Temos uma incompletude estrutural entre mundo econômico e P&D.
Ou pensamos de forma sistêmica muito bem articulada e estrategicamente formulada ou o passado será nosso eterno futuro.
Ao invés de Comitê de Ética, as universidades precisam de um Comitê de Estratégia Econômica (CEE). Algumas pesquisas precisam de cuidadoso e profissional assessoramento jurídico, intensos mecanismos de confidencialidade, foco em resultados, gestão precisa de projetos e insumos e, inevitavelmente, um novo regramento que ofereça aos pesquisadores, alunos e universidade uma justa participação acionária nos desenvolvimentos feitos.
A universidade tem inegociáveis compromissos sociais que exigirão compartilhamento de dados e resultados. Mas é uma fonte geradora de crescimento econômico de alto valor agregado em vários casos. Sabedoria é saber distinguir essa fronteira entre o bem comum e a necessidade de crescer e desenvolver-se. Vamos deixar de lado as sinecuras acadêmicas (sinecure académique).
Para semente virar árvore há muitas condições e cuidados. A semente tem poucos gramas, as árvores têm toneladas. São as árvores que geram frutos e muita madeira. Há uma trajetória complexa, cheia de processos interligados, de condições de contornos transfiguradas pelas condições iniciais, há a necessidade de fluxo temporal de insumos e trâmites administrativos para que os processos científicos e tecnológicos transformem sementes em árvores. A universidade semeia, mas a sociedade precisa de árvores.
A universidade deve, para justificar sua existência, instigar ou provocar essas condições.
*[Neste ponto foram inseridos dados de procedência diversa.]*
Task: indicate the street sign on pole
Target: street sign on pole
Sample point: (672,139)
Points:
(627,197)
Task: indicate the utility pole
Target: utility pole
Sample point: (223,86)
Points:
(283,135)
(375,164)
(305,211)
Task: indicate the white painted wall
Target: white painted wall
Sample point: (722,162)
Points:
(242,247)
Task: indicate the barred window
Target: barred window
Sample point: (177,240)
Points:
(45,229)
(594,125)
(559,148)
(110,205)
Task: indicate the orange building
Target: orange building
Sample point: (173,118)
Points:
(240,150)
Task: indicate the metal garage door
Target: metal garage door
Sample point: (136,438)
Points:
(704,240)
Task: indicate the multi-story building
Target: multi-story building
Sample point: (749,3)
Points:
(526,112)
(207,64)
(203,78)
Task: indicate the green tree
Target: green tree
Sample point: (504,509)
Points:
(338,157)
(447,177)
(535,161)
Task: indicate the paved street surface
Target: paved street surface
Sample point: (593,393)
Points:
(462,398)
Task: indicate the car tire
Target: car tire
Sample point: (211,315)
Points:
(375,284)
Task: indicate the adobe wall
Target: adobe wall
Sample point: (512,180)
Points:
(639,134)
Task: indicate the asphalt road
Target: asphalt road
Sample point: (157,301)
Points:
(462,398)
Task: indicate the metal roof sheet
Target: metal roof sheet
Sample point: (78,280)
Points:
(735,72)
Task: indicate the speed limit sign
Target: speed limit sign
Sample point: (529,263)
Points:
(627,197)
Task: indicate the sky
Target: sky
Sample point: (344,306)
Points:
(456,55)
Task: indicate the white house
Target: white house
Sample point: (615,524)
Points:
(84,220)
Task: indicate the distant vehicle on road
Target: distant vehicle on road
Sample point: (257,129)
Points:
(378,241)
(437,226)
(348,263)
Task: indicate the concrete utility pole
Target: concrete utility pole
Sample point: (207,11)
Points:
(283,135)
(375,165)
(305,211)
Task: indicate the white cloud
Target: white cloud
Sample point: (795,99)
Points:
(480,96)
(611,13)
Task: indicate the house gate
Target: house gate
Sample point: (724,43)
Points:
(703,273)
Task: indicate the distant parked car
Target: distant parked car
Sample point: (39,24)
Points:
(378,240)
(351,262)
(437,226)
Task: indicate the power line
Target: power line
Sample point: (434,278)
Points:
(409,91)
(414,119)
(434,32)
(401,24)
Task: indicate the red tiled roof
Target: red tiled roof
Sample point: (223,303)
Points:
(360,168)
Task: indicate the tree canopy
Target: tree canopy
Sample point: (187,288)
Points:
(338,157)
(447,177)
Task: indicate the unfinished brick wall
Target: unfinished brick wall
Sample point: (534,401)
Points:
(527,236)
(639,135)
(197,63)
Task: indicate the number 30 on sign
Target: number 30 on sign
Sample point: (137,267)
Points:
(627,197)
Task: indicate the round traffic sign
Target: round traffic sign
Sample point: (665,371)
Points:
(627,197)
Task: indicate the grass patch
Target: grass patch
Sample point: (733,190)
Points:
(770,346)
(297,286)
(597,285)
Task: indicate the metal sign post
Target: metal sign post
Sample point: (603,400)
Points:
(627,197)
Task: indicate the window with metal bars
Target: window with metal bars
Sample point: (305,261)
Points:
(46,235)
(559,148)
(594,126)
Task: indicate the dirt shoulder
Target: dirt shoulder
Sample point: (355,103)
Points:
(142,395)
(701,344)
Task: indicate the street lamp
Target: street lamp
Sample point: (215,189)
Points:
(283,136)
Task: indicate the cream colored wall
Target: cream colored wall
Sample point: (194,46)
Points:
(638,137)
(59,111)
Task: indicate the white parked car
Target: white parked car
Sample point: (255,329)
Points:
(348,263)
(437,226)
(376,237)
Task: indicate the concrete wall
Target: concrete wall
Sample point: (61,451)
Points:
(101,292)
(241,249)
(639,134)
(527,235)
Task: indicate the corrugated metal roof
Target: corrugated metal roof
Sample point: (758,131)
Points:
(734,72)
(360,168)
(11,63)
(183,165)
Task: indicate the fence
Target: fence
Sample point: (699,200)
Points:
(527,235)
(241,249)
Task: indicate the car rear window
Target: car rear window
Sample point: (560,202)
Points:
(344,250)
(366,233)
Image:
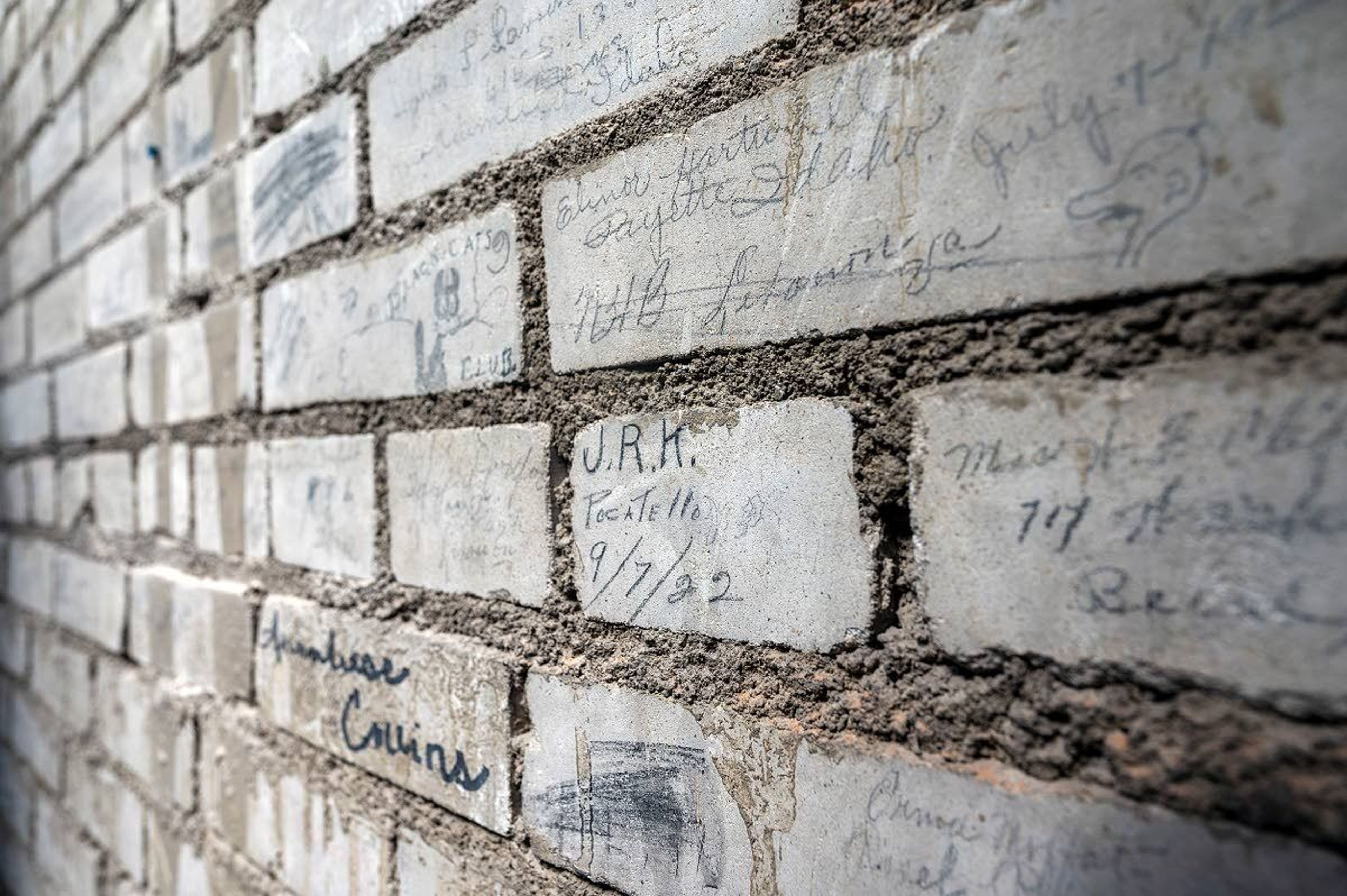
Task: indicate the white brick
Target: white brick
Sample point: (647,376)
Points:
(499,80)
(92,201)
(62,680)
(59,316)
(14,491)
(143,141)
(111,813)
(13,205)
(327,851)
(207,110)
(114,492)
(57,147)
(92,394)
(91,599)
(73,35)
(860,825)
(1007,173)
(440,868)
(256,506)
(145,734)
(471,511)
(10,45)
(208,364)
(643,771)
(26,99)
(301,186)
(30,251)
(33,735)
(341,682)
(17,795)
(194,18)
(194,368)
(740,524)
(448,306)
(180,491)
(317,844)
(133,275)
(71,864)
(231,499)
(25,413)
(18,868)
(75,491)
(302,42)
(32,575)
(152,490)
(14,337)
(35,15)
(127,67)
(42,484)
(210,226)
(176,867)
(1175,519)
(15,635)
(196,630)
(322,503)
(147,379)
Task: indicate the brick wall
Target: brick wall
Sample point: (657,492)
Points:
(771,447)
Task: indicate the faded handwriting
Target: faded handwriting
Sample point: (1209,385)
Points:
(290,184)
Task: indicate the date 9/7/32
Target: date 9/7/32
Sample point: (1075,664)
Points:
(635,568)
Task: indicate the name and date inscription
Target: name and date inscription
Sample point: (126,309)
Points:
(394,737)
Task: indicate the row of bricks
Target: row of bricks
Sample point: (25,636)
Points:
(612,300)
(62,808)
(627,789)
(747,524)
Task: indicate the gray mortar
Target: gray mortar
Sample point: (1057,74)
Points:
(1278,764)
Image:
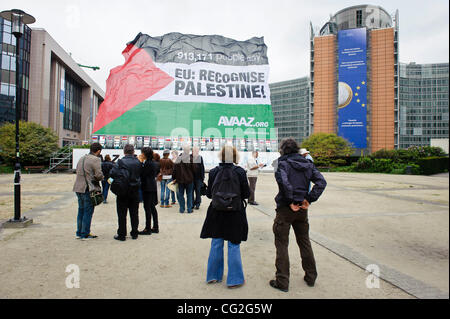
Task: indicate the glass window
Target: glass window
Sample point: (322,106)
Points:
(5,62)
(5,76)
(4,89)
(7,37)
(13,63)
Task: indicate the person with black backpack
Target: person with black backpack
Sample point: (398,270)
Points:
(126,181)
(293,175)
(107,165)
(226,218)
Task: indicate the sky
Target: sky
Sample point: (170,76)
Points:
(95,32)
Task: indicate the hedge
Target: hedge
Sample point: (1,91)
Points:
(433,165)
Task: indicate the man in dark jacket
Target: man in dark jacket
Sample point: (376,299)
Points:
(199,176)
(150,170)
(293,176)
(183,174)
(131,200)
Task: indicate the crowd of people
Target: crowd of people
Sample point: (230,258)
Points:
(230,187)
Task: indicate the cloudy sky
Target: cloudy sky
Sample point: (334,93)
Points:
(96,31)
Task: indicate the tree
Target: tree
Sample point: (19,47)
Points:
(324,147)
(37,143)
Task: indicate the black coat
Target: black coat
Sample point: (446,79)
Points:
(134,167)
(199,169)
(231,226)
(148,175)
(293,175)
(106,169)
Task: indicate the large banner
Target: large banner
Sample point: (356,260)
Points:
(210,159)
(352,105)
(189,85)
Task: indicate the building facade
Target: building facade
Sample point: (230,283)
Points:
(9,69)
(290,106)
(424,113)
(56,92)
(354,78)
Devemos formular uma visão estratégica nacional focada em resultados concretos, com prazos, orçamentos, direitos e obrigações das partes envolvidas.
A Pollyanna tinha o “jogo do contente”. Era um mecanismo escamoteador criativo para apaziguar os desejos e necessidades frustradas. Por exemplo: “Nunca pode saborear um pudim delicioso, tudo bem! Fique no jardim sentindo a relva. Não se entristeça, curta as suas limitações e as oportunidades que elas geram. E abdique do que não pode ter”.
Adapto o jogo do contente para o tema ciência aberta: a universidade não pensa nas malícias naturais da competição científica e tecnológica mundial? Tudo bem! Vamos compartilhar tudo para o Zuckerberg ficar mais bilionário. A empresa dele terá muitas vagas para engenheiros, programadores, pesquisadores. Terá capital para novas tecnologias. Afinal, a sociedade americana também é sociedade. Eles merecem bons empregos e boa renda. Fiquemos com nossa renda per capita ínfima, fiquemos exportando minério de ferro e vamos nos contentar com artigos para inserir no Lattes. Todos contentes na nossa maldição da renda baixa, no eterno país exportador de commodities. Acatemos o pouco que podemos alcançar e sigamos o jogo do contente.
Vamos louvar nossas limitações e as excelentes oportunidades que elas criam, ao invés de saborear deliciosos pudins, vamos curtir o telúrico perfume dos gramados.